Kolay yol, adı üzerinde, bilim istemez, yüksek ahlak istemez. Siyasetçi ve yöneticinin eğilimi ne ise, yapılan odur: Bilgisizlik, üstünkörü yaklaşım, beceriksizlik, rant arayışı, eşi dost kollama, oy kaygısı… Bundan dolayıdır ki, hiçbir sorun kökten çözülmez, felaketler gittikçe artar, ağırlaşarak sürer gider.
● Bilimsel-ahlakî yolu biraz açalım.
Bilimsel-ahlakî yolun ilk koşulu, doğadaki ‘Sebep/Sonuç bilinci’ne sahip olmak, bu ilişkinin gerektirdiği şekilde düşünmek ve iş yapmaktır. Bu algı çok önemlidir, çünkü kanıtlanmıştır ki sebep-sonuç zincirine göre düşünmeyen, bunun bilgisine dayanarak hareket etmeyen yöneticiler; başa gelen felaketlerin sürdürücüsü ve ağırlaştırıcısı, dolayısıyla birinci sorumlusudur. Sebep-sonuç bilincini bize kazandıran yalnızca pozitif bilimlerdir, yüksek ahlaktır. Atatürk boşuna “Hayatta en gerçek yol gösterici bilimdir” dememiştir. İkincisi, sosyal ahlak esaslarına göre karar vermek, iş yapmak, hizmet etmek gerekir. Sosyal (ulusal ahlak) bir yurttaşın, en az kendisini düşündüğü kadar bir üyesi olduğu milletini, halkını da düşünmesi demektir.

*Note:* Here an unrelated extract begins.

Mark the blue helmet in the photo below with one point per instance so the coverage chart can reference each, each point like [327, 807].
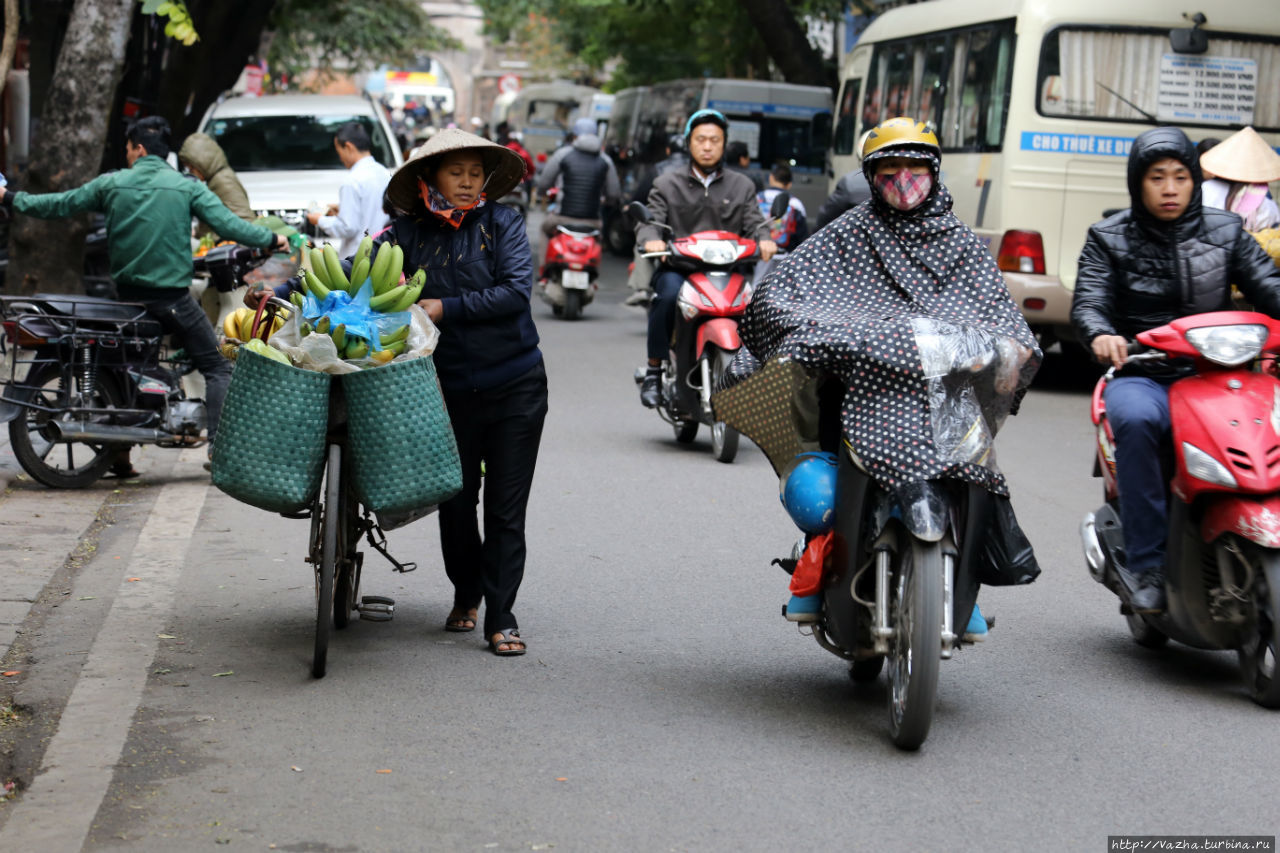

Birey örneğini alalım. İnsan ancak gördüğü modern eğitim, geçmişi boyunca yaşadığı deneyimleri kullanıp bilimsel ve ahlakî olarak değerlendirdiği ölçüde olgunlaşır, başarılı olur. Çünkü olup bitenin sebeplerini fark etmiştir, sonuçlarını görmüş; düşünüş ve davranışlarını, yaptığı işleri, görevlerini bu birikimine göre belirlemiştir. Bir toplumun başına getirilen yöneticiler de böyle olmak zorundadır: Örneğin bir vali, bir belediye başkanı, bir bakan bir olayın oluşumu hakkındaki ya kendi bilimsel bilgilerini kullanıp değerlendirerek ya da uzmanların önerilerine uyarak iyi ve makul kararlar alır, güzel işler yapabilir. Açıktır ki bu başarı, geçmişte olup bitene bilim gözüyle bakarak, sebep-sonuç ilişkilerine uygun davranarak olur. Buna karşılık bilim ve ahlak kaynaklı geçmiş bilinciyle hareket etmeyen yöneticiler yanlış kararlar alır, icraatlar yapar, başarısız olur, büyük felaketlerin önünü açarlar; halkı büyük kayıp ve zararlara uğratırlar. Çünkü dünyada olan her olgu, tüm doğal olaylar değişmez yasalar altında meydana gelir. Gerekli koşullar oluştuğu her defasında, yeniden ortaya çıkar, tekrarlanırlar.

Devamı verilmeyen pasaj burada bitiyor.